DIREITO COMPARADO
A fórmula de Radbruch e o
risco do subjetivismo
Gustav Lambert Radbruch
(1878-1949) é um daqueles juristas que possuem biografia e bibliografia
elogiáveis pela qualidade e pela coerência. Nascido na histórica cidade de
Lübeck, livre e hanseática, onde aprendeu a cultivar valores republicanos,
combatente na Primeira Guerra Mundial e um dos primeiros juristas a ingressar
no Partido Social Democrata, Radbruch perdeu sua cátedra com a tomada do poder
pelos nazistas e viveu os últimos dias sob a perseguição do regime, sem
renunciar a seus ideais, até a libertação da Alemanha pelas forças aliadas em
1945. Pouco antes de falecer, ele trabalhava incansavelmente pela reconstrução
da vida universitária alemã e deixou uma intrigante contribuição teórica, a
notória fórmula de Radbruch.
O professor de Heidelberg
era, como muitos juristas de formação socialdemocrata, ao exemplo de Hans
Kelsen, um positivista. De modo extremamente simplificado, pode-se dizer que a
vertente positivista kelseniana (sim, pois não há um único positivismo)

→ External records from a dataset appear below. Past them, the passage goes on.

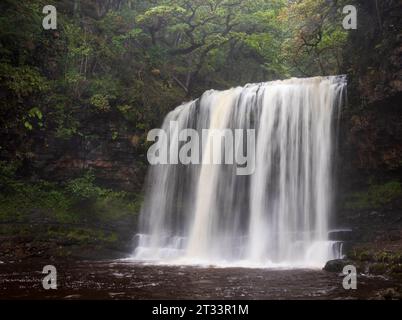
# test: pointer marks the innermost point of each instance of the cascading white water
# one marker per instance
(276, 217)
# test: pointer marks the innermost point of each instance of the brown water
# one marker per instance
(128, 280)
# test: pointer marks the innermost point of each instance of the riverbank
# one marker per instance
(112, 279)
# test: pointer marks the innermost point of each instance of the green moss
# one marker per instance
(376, 196)
(79, 200)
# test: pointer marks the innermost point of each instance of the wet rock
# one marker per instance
(390, 294)
(336, 265)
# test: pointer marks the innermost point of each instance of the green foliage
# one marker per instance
(376, 196)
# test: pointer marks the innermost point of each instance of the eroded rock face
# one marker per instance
(336, 265)
(370, 141)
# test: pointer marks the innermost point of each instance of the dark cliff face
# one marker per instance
(370, 148)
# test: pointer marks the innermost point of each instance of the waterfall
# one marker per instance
(278, 216)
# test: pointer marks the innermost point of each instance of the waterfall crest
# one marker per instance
(277, 217)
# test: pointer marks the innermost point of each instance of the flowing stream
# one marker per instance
(278, 216)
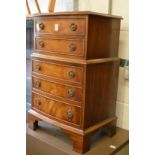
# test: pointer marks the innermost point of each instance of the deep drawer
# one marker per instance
(73, 47)
(56, 109)
(56, 89)
(59, 71)
(60, 26)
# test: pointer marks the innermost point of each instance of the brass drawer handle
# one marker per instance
(37, 101)
(70, 114)
(37, 84)
(41, 26)
(41, 44)
(37, 67)
(73, 27)
(71, 74)
(70, 93)
(72, 47)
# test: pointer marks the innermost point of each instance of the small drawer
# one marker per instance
(61, 46)
(58, 71)
(56, 89)
(60, 26)
(56, 109)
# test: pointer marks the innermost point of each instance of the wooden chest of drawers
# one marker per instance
(75, 74)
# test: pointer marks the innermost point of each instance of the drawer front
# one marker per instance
(56, 109)
(56, 89)
(59, 71)
(60, 26)
(61, 46)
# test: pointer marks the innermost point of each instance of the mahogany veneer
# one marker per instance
(75, 74)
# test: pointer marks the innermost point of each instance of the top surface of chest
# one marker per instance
(77, 35)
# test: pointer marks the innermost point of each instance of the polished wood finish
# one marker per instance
(60, 46)
(56, 89)
(56, 109)
(37, 5)
(51, 5)
(61, 25)
(57, 70)
(75, 74)
(96, 36)
(79, 13)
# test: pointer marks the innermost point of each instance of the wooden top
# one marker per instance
(75, 61)
(77, 13)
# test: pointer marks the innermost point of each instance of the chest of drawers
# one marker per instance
(75, 74)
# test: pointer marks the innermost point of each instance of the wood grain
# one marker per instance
(90, 72)
(56, 109)
(60, 46)
(57, 89)
(58, 70)
(57, 26)
(51, 5)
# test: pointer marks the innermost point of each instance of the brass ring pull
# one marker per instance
(37, 67)
(70, 93)
(37, 84)
(69, 114)
(37, 101)
(73, 27)
(72, 47)
(71, 74)
(41, 44)
(41, 26)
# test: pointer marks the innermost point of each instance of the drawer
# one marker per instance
(61, 46)
(59, 71)
(60, 26)
(56, 109)
(56, 89)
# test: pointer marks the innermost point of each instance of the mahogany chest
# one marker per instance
(75, 74)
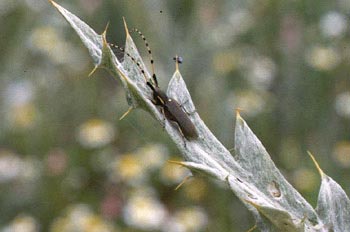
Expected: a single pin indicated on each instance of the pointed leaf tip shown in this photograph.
(105, 30)
(238, 112)
(126, 28)
(93, 71)
(316, 164)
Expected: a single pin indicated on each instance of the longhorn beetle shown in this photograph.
(170, 108)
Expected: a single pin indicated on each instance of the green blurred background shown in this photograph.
(68, 164)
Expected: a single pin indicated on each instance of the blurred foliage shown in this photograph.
(68, 164)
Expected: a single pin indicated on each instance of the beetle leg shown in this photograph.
(182, 134)
(184, 109)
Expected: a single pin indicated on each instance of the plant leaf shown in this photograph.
(333, 205)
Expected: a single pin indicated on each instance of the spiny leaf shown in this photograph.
(333, 205)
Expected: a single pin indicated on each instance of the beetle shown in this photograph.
(170, 108)
(173, 111)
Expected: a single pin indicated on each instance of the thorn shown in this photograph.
(106, 28)
(238, 111)
(126, 28)
(252, 229)
(176, 58)
(93, 71)
(316, 164)
(52, 2)
(182, 182)
(126, 113)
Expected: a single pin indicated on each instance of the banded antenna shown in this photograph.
(149, 53)
(132, 58)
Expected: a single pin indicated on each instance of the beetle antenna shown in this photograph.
(131, 57)
(149, 53)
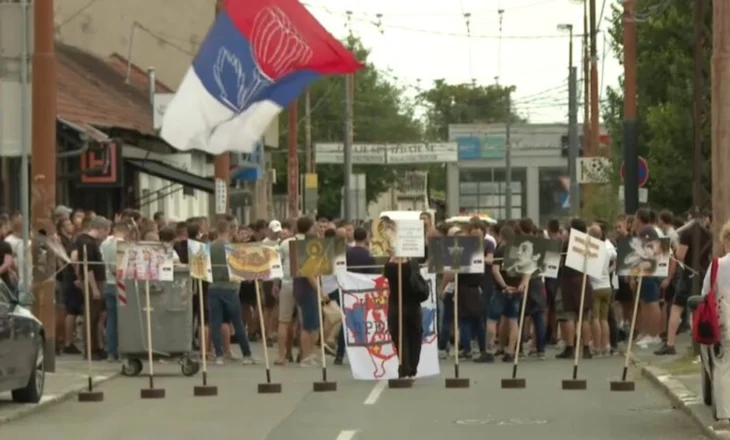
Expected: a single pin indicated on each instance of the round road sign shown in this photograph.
(643, 171)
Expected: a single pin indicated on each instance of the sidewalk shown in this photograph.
(70, 378)
(679, 378)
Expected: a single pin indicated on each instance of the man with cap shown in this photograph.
(86, 246)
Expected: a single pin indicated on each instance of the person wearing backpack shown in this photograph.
(414, 289)
(711, 324)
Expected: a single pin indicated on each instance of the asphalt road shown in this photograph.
(370, 411)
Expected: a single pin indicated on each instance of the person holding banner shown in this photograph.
(223, 298)
(412, 314)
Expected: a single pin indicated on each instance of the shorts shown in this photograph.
(505, 305)
(60, 297)
(572, 316)
(601, 304)
(74, 301)
(287, 305)
(307, 305)
(267, 289)
(682, 289)
(649, 290)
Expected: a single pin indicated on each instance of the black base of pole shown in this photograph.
(575, 384)
(91, 396)
(324, 387)
(623, 385)
(205, 391)
(152, 393)
(457, 382)
(398, 384)
(270, 388)
(514, 383)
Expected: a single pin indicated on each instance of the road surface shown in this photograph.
(370, 411)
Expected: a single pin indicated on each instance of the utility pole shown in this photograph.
(631, 126)
(508, 158)
(222, 163)
(699, 121)
(293, 159)
(573, 141)
(720, 114)
(349, 134)
(586, 82)
(43, 167)
(594, 82)
(308, 132)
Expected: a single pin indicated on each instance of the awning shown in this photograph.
(172, 174)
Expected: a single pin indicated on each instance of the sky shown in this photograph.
(425, 40)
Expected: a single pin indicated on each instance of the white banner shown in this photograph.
(370, 351)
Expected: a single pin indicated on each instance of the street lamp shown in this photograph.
(569, 28)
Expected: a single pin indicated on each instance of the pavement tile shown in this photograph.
(684, 391)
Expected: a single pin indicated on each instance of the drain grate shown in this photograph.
(512, 421)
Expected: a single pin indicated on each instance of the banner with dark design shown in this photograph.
(370, 351)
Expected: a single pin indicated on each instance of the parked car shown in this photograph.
(706, 359)
(22, 342)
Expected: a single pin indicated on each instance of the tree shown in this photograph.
(665, 71)
(379, 117)
(462, 104)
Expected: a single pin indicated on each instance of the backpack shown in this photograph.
(419, 285)
(705, 321)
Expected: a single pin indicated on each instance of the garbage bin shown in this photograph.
(171, 304)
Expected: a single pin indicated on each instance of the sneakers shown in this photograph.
(310, 361)
(666, 350)
(646, 341)
(248, 360)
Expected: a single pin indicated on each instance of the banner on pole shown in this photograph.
(370, 351)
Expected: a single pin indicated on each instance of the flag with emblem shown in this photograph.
(257, 58)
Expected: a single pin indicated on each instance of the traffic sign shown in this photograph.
(593, 170)
(643, 171)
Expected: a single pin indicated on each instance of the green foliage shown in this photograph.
(379, 117)
(462, 104)
(665, 71)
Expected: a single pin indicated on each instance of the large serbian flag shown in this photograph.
(257, 58)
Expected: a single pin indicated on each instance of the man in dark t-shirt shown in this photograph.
(86, 248)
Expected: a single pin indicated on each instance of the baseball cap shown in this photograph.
(275, 226)
(63, 210)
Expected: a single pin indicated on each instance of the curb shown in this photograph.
(31, 408)
(679, 394)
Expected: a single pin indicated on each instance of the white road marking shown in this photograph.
(375, 392)
(346, 435)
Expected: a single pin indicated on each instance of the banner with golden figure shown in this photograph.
(199, 256)
(314, 257)
(253, 261)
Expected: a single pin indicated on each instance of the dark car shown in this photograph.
(22, 336)
(706, 358)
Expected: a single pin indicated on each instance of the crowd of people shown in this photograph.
(489, 304)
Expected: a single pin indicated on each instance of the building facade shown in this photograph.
(540, 184)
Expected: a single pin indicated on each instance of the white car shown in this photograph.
(707, 397)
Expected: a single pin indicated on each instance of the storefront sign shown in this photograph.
(101, 166)
(422, 153)
(391, 154)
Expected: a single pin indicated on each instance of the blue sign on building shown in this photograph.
(481, 147)
(250, 168)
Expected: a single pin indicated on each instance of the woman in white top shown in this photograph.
(720, 359)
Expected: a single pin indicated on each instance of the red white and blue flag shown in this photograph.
(258, 57)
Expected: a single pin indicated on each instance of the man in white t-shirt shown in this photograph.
(602, 295)
(287, 304)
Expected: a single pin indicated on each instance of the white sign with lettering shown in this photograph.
(362, 154)
(409, 239)
(422, 153)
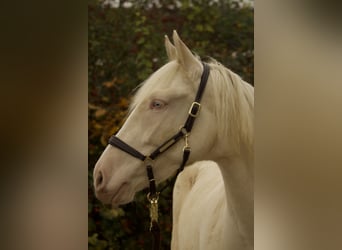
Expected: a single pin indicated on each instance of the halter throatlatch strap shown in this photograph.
(184, 132)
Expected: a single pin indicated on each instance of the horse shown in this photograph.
(223, 133)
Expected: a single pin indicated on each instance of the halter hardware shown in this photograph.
(184, 132)
(195, 109)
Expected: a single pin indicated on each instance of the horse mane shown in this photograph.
(234, 101)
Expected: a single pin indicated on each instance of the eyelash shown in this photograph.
(157, 105)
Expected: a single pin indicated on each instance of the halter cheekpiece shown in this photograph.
(184, 132)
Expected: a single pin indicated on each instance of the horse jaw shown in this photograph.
(121, 178)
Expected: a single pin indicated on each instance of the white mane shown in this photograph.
(234, 102)
(231, 97)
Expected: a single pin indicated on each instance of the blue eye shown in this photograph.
(157, 104)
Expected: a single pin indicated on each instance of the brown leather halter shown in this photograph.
(184, 132)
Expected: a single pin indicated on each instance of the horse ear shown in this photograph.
(170, 49)
(185, 57)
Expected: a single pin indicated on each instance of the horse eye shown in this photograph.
(157, 104)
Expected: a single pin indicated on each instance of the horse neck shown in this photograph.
(238, 175)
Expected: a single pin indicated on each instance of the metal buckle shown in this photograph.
(195, 109)
(148, 161)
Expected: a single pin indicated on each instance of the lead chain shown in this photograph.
(153, 209)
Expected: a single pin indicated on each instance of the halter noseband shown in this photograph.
(184, 132)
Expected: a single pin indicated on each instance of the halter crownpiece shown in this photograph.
(184, 132)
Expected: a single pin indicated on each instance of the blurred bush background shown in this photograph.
(126, 45)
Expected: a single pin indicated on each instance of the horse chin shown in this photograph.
(123, 195)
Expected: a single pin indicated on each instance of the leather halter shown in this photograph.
(184, 132)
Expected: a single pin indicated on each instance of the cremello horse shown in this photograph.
(213, 205)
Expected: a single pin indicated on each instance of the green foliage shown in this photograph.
(125, 46)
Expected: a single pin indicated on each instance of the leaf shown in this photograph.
(100, 112)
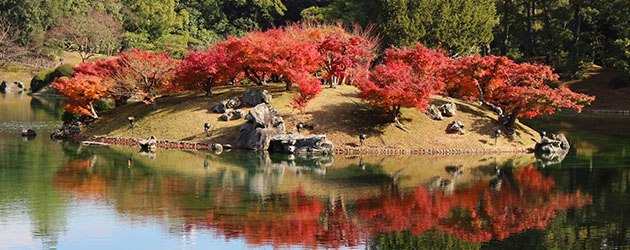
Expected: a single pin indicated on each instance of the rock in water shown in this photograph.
(448, 109)
(263, 122)
(434, 113)
(253, 97)
(148, 144)
(29, 132)
(300, 144)
(11, 87)
(66, 131)
(552, 149)
(456, 127)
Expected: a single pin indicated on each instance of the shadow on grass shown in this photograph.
(352, 119)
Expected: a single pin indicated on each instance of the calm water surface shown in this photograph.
(66, 196)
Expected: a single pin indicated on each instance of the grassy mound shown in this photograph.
(338, 113)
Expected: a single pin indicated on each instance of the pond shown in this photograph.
(67, 196)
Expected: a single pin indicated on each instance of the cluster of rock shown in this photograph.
(552, 149)
(232, 115)
(265, 130)
(11, 87)
(446, 110)
(263, 123)
(301, 144)
(230, 108)
(67, 131)
(29, 132)
(456, 127)
(148, 144)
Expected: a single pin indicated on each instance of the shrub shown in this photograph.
(69, 117)
(102, 106)
(46, 77)
(39, 80)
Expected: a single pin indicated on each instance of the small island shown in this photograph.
(322, 90)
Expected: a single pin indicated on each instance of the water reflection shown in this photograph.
(60, 194)
(291, 201)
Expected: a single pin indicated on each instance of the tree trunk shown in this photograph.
(288, 85)
(93, 111)
(577, 18)
(506, 29)
(511, 119)
(121, 100)
(530, 15)
(209, 87)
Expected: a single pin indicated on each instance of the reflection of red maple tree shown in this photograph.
(477, 213)
(74, 177)
(480, 215)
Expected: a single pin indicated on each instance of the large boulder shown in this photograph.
(301, 144)
(11, 87)
(29, 132)
(225, 104)
(456, 127)
(263, 123)
(232, 115)
(448, 109)
(253, 97)
(434, 113)
(552, 149)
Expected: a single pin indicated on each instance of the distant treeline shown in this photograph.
(570, 35)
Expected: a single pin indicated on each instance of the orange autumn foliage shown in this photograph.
(81, 92)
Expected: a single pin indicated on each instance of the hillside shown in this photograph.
(597, 82)
(338, 113)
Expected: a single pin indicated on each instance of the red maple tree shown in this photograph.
(512, 90)
(118, 80)
(340, 54)
(206, 69)
(81, 93)
(407, 77)
(152, 71)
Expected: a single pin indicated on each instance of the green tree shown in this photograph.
(95, 32)
(459, 26)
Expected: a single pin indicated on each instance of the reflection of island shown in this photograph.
(286, 206)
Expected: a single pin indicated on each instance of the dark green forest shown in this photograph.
(570, 35)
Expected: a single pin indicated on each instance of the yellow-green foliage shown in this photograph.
(45, 77)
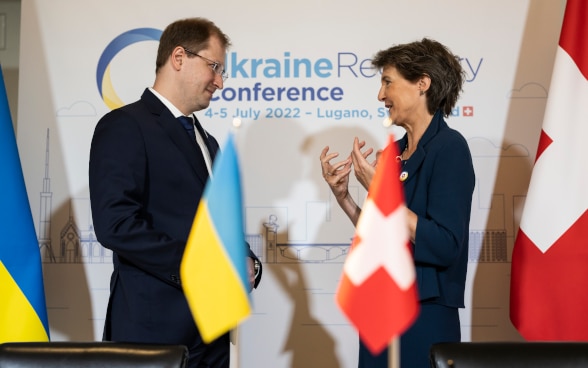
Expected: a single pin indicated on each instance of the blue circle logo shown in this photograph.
(103, 80)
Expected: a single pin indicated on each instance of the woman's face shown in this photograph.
(401, 97)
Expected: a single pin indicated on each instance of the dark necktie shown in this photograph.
(188, 124)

baseia-se na (a) separação entre Direito e Moral; (b) na autorreferência do
Direito; (c) na compreensão do Direito como sistema normativo, no qual as
instâncias de valor (de entre elas, a Justiça) são externas; (d) no
reconhecimento de que o fator de correção do Direito é intrassistemático,
seguindo a ordem escalonada de normas até a norma hipotética fundamental.
Não é este o local
apropriado para se refutar alguns exageros na crítica lançada contra Kelsen,
como se ele não reconhecesse as instâncias valorativas ou os elementos
metajurídicos, como dito por ele mesmo: “De um modo inteiramente acrítico, a
jurisprudência tem-se confundido com a psicologia e a sociologia, a ética e a
teoria política. Essa confusão pode porventura explicar-se pelo fato de estas
ciências se referirem a objetos que indubitavelmente têm uma estreita conexão
com o Direito. Quando a Teoria Pura empreende delimitar o conhecimento do
Direito em face destas disciplinas, fá-lo não por ignorar, ou, muito menos, por
negar essa conexão, mas porque intenta evitar um sincretismo metodológico que
obscurece a essência da ciência jurídica e dilui os limites que lhe são
impostos pela natureza do seu objeto”.[1][2]
Em 1946, Gustav Radbruch
publicou um pequeno (e polêmico) trabalho intitulado Injustiça legal e direito
supralegal, no qual, segundo alguns, ele teria abjurado suas posições positivistas
e abraçado o jusnaturalismo, após os horrores do nazismo e de suas práticas
genocidas.[3] Essa viragem doutrinária de Radbruch é geralmente citada por
muitos juristas do pós-guerra, embora haja controvérsias sobre se houve
realmente uma mudança em seu pensamento original. Nesse texto, ele enunciou a
hoje mundialmente conhecida “fórmula de Radbruch”, que tenta resolver os
conflitos entre a segurança jurídica (decorrente da aplicação do direito posto)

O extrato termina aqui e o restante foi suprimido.